We already proved back in 2018 in Hagen, Germany, that Vehicle-to-Grid works – when a Nissan Leaf was for the first time ever prequalified like a large power plant in a V2G application according to the guidelines set out by the transmission system operators (ENTSO-E, Amprion), and the electric car was approved for frequency containment reserve (FCR). The owner benefited from this development, too. At that time, the Nissan Leaf “earned” a good EUR 20 per week due to its involvement in the FCR market with a maximum output of just 8 kW. 

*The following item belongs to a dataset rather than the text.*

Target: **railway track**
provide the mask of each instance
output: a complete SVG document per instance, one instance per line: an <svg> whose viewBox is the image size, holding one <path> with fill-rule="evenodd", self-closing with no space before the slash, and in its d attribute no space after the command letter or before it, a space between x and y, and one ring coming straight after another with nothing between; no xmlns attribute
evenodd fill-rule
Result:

Furthermore we joined forces with Renault and Empresa de Electricidade da Madeira S.A (EEM) – an energy utility company – on the island of Porto Santo (Madeira archipelago) to demonstrate how V2G can be integrated into an overall energy concept. As the project name – “Smart Fossil Free Island” – suggests, the island’s energy budget is to be free from CO2 emissions. We developed the EV Aggregation Platform, its smart software, for precisely that purpose. The EV Aggregation Platform optimizes the interaction between conventional electric cars, stationary second-life battery storage systems and bidirectional electric vehicles (V2G) capable of returning the energy from their batteries to the power grid.

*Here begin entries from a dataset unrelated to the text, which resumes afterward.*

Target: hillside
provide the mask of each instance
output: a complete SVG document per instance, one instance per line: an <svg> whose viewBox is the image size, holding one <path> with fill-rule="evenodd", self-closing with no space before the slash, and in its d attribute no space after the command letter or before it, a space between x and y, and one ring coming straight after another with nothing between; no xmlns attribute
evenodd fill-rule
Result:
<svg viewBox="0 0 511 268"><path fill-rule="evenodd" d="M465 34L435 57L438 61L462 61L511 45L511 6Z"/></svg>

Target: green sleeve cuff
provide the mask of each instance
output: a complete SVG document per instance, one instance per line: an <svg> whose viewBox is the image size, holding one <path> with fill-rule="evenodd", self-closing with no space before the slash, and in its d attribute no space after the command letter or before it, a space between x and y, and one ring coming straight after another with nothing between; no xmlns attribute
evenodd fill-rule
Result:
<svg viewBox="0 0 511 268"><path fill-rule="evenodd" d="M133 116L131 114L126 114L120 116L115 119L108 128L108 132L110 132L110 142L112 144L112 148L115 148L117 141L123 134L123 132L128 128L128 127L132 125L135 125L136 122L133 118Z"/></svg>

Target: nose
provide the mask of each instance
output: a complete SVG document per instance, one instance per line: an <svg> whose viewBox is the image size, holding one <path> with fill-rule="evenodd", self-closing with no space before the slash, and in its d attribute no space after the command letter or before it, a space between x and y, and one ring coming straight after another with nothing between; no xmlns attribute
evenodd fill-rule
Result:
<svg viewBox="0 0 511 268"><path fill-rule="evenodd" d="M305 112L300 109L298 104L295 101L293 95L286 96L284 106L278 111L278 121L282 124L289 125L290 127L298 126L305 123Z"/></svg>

But what about the regulatory framework? How do lawmakers classify electric vehicles’ batteries in the smart grid in the German Renewable Energy Sources Act 2023 (EEG) and the German Energy Allocation Act (EnUG)? An overview of the regulations in relevant countries and the technical requirements offers answers to the question of whether it makes more sense to leave the technology required for bidirectional charging in the car or in the wallbox.

When it comes to bidirectional charging through wallboxes, a discussion reminiscent of the days of Betamax video cassettes and VHS is currently doing the rounds. The question that divides opinion is whether the energy from the BEV should be fed back into the power grid through AC (i.e. with the bidirectional charger in the car) or DC (with the required technology in the wallbox). If the concepts are weighed up against one another, the direct current wallbox variant (which is also most car manufacturers’ preferred option) has the edge.

Even though the wallbox costs more for the direct current version of recharging , it does offer some advantages. The energetic recovery system’s country-specific grid requirements are regulated by the wallbox manufacturer, which is easier to implement than for cars. Additionally, the power electronics are already known from being used in photovoltaic installations and are correspondingly mature.

In the case of AC bidirectional charging , the car incorporates the necessary technology and bears the consequences, too. Both the vehicle’s weight and complexity increase, as do the production costs. Since the OEM is obligated to respond to the electricity operators’ or countries’ potentially very different regional mains connection guidelines, also the costs of the car increase. However, the wallbox is cheaper than the DC variant, but it also has to communicate specifically with the vehicle, so not every wallbox comes into question. With standardization of the grid guidelines planned at EU level, AC may also be a sensible solution, as an OEM can implement much better purchasing conditions and prices upstream of customers than are usual in the electric installation trade.

One problem that has been discussed for a long time has now been solved. Unlike the Japanese CHAdeMO variant since 2011, the CCS plug and the underlying communications protocol have been designed for bidirectional charging since April 2022. The new standard can be installed in some vehicles by means of an over-the-air update. However, it will still take some time before all the components communicate and function smoothly with one another.